The chemical can be found in feces and some cheeses, and can cause headaches and nausea, according to the Centers for Disease Control and Prevention. Those symptoms were described by a number of people in France on Tuesday, reported the New York Times.
However, authorities reassured residents that there was no need to worry. Police in the coastal English town of Hastings sent out a tweet to set the record straight using the hashtag “#noneedtopanic,” and letting citizens know they were likely smelling the mercaptan from Rouen.
The London Fire Brigade also went to Twitter to inform their followers of the smell, its origin, and that it had no risk to the public. Their take on the situation:“#zutalors.”One of their tweets said they had received five times more calls about potential gas leaks before 10:30 a.m.
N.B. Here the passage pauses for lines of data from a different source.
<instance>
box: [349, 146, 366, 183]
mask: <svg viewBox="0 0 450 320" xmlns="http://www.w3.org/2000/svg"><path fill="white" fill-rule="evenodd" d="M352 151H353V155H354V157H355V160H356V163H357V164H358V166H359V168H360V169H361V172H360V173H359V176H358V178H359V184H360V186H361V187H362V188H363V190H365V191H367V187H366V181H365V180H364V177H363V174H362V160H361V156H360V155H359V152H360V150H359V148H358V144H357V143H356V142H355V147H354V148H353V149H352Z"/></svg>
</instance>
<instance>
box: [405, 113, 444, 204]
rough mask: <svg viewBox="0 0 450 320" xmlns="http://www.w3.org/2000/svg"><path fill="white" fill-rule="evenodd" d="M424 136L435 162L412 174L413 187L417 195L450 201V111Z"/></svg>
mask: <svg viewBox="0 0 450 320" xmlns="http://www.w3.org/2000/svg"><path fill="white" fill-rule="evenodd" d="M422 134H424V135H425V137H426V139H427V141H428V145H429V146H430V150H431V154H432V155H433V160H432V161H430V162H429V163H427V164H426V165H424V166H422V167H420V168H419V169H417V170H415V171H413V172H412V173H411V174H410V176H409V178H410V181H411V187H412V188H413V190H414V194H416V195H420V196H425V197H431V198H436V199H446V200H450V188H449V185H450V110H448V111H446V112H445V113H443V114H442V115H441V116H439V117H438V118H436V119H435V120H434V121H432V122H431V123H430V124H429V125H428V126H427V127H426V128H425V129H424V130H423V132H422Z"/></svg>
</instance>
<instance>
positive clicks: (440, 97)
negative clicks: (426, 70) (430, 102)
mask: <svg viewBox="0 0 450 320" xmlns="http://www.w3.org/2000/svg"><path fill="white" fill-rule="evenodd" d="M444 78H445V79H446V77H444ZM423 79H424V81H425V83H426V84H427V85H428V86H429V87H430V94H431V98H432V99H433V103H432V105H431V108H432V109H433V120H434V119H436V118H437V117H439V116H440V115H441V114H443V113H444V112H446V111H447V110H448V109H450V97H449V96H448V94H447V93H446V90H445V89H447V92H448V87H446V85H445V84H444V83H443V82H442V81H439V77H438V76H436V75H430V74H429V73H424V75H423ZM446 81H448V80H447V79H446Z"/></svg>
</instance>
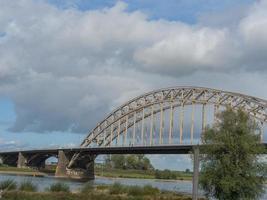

Tuesday than they took all of the day before.
The plant in the northern city of Rouen is owned by Lubrizol, a subsidiary of Warren Buffett’s Berkshire Hathaway, according to the Huffington Post.
The Interior Ministry asked residents of the areas affected not to contact emergency services because of the lack of danger the odor posed, reported the Huffington Post.
Mercaptan leaks in France have happened before — about 50 similar ones in the past 25 years, according to the New York Times.
The French Cup football game between Rouen and Marseille, which was set for Tuesday evening, was postponed because of the foul smell, according to BBC News.